Les 8 points retenus

Après les échanges et l’arbitrage du Président de la commission, les 8 points suivants ont été retenus. Il s’agit des questions des libertés, le relèvement du Smig, la revalorisation du point indiciaire et la hiérarchisation des salaires, le point de l’application des statuts particuliers des enseignants de la maternelle, du primaire et du secondaire, le point d’exécution du relevé des conclusions des négociations entre le comité gouvernemental et le collectif des syndicats du secteur de la santé, la planification des discussions relatives aux revendications sectorielles, la coordination entre le Fnrb et la Cnss.
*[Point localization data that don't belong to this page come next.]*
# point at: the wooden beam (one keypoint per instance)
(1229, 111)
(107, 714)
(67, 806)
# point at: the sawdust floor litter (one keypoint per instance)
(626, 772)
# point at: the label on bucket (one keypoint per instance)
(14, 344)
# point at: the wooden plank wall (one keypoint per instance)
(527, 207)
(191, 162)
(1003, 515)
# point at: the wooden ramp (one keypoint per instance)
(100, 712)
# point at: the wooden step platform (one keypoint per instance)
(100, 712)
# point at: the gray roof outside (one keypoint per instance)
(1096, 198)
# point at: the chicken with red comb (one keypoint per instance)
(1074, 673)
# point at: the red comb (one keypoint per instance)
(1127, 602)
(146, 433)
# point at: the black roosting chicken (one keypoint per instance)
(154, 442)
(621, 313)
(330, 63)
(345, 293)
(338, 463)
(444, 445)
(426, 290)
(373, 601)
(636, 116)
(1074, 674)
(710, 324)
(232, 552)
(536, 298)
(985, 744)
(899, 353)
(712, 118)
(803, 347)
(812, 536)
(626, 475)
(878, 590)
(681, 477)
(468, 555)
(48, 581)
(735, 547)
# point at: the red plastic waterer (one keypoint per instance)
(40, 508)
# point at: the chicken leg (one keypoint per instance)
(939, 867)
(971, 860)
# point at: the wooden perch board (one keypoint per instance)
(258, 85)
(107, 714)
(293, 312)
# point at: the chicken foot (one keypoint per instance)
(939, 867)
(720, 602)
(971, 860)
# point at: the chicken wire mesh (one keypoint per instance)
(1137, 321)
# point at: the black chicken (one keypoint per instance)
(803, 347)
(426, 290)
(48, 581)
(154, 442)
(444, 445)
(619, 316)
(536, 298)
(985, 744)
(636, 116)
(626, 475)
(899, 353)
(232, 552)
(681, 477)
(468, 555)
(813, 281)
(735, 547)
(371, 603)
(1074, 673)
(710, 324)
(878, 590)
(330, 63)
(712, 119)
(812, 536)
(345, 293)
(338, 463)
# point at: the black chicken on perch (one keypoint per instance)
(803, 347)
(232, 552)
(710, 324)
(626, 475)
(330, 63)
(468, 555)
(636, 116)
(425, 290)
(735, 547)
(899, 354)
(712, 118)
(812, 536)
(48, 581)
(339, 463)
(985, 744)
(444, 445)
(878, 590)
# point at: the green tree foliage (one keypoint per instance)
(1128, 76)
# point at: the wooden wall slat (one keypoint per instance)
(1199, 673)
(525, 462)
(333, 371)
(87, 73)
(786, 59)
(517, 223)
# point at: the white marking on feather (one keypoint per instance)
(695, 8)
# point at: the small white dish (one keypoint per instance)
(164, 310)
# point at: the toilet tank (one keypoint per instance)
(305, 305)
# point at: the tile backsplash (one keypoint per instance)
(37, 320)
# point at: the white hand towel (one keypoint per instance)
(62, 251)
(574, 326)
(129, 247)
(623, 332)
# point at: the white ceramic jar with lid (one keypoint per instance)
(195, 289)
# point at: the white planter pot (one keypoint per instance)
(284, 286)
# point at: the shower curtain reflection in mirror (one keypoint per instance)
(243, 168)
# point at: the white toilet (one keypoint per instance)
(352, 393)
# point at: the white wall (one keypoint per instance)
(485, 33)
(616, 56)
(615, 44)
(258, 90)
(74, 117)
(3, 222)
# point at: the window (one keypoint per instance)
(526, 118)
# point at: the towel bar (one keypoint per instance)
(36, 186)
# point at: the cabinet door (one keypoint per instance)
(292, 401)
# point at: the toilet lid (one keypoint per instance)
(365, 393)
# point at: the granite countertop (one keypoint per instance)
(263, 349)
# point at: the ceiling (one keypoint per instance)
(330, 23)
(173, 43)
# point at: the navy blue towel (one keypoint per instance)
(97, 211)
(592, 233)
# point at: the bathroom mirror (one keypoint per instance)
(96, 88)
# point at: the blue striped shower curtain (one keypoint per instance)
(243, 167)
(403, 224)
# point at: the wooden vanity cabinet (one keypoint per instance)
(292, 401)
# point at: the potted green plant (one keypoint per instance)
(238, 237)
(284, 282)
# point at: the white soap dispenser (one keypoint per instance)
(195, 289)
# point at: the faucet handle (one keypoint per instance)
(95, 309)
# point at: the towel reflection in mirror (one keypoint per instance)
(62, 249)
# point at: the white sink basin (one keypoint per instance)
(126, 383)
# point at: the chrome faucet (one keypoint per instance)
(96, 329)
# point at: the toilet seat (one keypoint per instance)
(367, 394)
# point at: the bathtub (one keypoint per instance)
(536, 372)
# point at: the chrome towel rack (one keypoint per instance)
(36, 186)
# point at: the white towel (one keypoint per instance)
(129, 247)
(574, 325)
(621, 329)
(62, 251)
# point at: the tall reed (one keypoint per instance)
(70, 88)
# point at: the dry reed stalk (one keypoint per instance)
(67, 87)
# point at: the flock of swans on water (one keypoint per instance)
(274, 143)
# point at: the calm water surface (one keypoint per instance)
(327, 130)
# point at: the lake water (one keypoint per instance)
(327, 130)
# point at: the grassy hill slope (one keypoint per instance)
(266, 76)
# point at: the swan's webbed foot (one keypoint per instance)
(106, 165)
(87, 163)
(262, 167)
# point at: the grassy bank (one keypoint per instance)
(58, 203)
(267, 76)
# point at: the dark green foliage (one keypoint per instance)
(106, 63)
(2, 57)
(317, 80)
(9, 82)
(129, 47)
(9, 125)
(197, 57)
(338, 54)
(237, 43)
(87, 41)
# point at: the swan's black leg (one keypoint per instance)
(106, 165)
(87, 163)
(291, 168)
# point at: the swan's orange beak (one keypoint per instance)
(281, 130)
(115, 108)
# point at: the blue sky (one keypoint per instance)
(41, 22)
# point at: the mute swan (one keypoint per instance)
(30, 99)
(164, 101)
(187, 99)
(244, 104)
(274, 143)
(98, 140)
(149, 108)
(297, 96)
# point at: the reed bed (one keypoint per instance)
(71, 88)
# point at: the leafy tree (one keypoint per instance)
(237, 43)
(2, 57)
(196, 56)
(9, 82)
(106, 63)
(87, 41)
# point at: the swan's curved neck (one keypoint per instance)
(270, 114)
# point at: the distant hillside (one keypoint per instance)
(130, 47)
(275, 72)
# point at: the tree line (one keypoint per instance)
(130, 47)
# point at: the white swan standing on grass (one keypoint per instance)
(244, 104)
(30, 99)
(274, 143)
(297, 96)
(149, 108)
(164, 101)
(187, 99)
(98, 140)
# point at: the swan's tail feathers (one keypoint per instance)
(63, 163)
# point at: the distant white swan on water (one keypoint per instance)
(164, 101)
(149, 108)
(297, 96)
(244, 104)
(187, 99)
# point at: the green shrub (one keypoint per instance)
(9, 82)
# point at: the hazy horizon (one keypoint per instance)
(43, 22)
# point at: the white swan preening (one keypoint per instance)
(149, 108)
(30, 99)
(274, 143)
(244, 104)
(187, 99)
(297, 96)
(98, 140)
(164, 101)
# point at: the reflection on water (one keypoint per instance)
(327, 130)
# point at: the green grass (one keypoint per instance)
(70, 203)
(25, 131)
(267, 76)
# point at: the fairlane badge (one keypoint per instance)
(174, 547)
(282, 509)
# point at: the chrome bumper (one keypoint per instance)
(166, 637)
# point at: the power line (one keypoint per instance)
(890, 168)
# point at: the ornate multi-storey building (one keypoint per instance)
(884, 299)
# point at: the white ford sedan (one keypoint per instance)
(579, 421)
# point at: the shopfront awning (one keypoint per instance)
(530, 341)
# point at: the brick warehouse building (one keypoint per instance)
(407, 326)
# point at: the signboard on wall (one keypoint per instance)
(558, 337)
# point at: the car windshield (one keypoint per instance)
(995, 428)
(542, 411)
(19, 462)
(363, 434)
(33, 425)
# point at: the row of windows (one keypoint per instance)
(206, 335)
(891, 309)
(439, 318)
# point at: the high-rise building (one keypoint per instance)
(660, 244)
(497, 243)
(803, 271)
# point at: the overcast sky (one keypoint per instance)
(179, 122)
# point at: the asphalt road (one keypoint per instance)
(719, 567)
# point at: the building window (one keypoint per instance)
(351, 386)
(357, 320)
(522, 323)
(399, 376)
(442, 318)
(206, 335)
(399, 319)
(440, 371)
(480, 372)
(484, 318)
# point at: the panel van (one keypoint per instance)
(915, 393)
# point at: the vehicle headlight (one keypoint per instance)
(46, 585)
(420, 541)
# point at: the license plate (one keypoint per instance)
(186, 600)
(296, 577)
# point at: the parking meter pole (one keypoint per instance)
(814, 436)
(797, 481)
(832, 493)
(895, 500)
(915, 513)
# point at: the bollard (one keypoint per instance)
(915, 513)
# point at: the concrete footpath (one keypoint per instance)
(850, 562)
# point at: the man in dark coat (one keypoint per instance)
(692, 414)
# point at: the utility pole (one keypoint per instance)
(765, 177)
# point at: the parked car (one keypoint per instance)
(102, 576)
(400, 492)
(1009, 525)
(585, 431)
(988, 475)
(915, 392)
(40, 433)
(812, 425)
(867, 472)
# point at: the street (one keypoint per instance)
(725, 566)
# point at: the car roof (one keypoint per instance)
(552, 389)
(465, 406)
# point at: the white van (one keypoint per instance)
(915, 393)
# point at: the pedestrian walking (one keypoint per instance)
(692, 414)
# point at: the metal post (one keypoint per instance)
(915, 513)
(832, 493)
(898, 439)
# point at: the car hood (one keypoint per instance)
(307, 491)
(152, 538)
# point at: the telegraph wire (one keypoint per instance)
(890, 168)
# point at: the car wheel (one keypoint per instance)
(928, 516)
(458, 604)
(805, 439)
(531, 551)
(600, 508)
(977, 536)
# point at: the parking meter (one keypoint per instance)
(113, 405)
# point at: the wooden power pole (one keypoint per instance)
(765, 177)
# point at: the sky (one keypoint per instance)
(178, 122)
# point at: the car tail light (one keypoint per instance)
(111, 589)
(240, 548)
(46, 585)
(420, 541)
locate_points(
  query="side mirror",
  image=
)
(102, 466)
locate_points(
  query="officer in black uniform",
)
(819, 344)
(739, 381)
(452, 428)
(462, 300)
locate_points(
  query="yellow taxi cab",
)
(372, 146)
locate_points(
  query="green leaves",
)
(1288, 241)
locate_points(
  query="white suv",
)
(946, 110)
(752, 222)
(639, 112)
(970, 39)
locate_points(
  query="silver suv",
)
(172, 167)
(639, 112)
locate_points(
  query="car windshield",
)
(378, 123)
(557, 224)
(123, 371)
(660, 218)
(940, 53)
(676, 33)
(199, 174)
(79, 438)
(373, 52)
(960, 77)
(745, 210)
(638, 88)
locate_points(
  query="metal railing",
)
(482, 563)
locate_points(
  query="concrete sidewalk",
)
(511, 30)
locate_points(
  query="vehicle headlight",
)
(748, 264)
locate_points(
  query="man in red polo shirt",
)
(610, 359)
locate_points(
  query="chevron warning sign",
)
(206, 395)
Après les discussions autour du premier point, les travaux ont été suspendus pour reprendre vendredi, 2 février. En dehors des discussions générales, le premier point a été abordé et a permis aux SG des centrales syndicales d’exposer leurs griefs relatifs à ce qu’ils conçoivent comme menace sur les libertés. Ils ont évoqué les cas Trékpo, Mètongnon, les responsables d’établissement d’enseignement secondaire sanctionnés pour fait de grève et les réquisitions. Cela a été une opportunité pour la partie gouvernementale de faire la pédagogie sur l’esprit des décisions prises et leur bien-fondé au regard des lois et règlements. Mieux, s’appuyant sur la liberté de ton dans la salle et sur les canaux digitaux dont ne se privent jamais les syndicalistes, les ministres ont fait remarquer que le Bénin est et demeure un pays de liberté sous le régime du Président Talon. Particulièrement sur les réquisitions, le gouvernement a démontré que c’est parce que les organisations de travailleurs qui observent une cessation collective de travail n’organisent pas le service minimum comme elles y sont pourtant obligées par la loi, que l’exécutif est amené à réquisitionner des agents pour assurer la continuité du service public.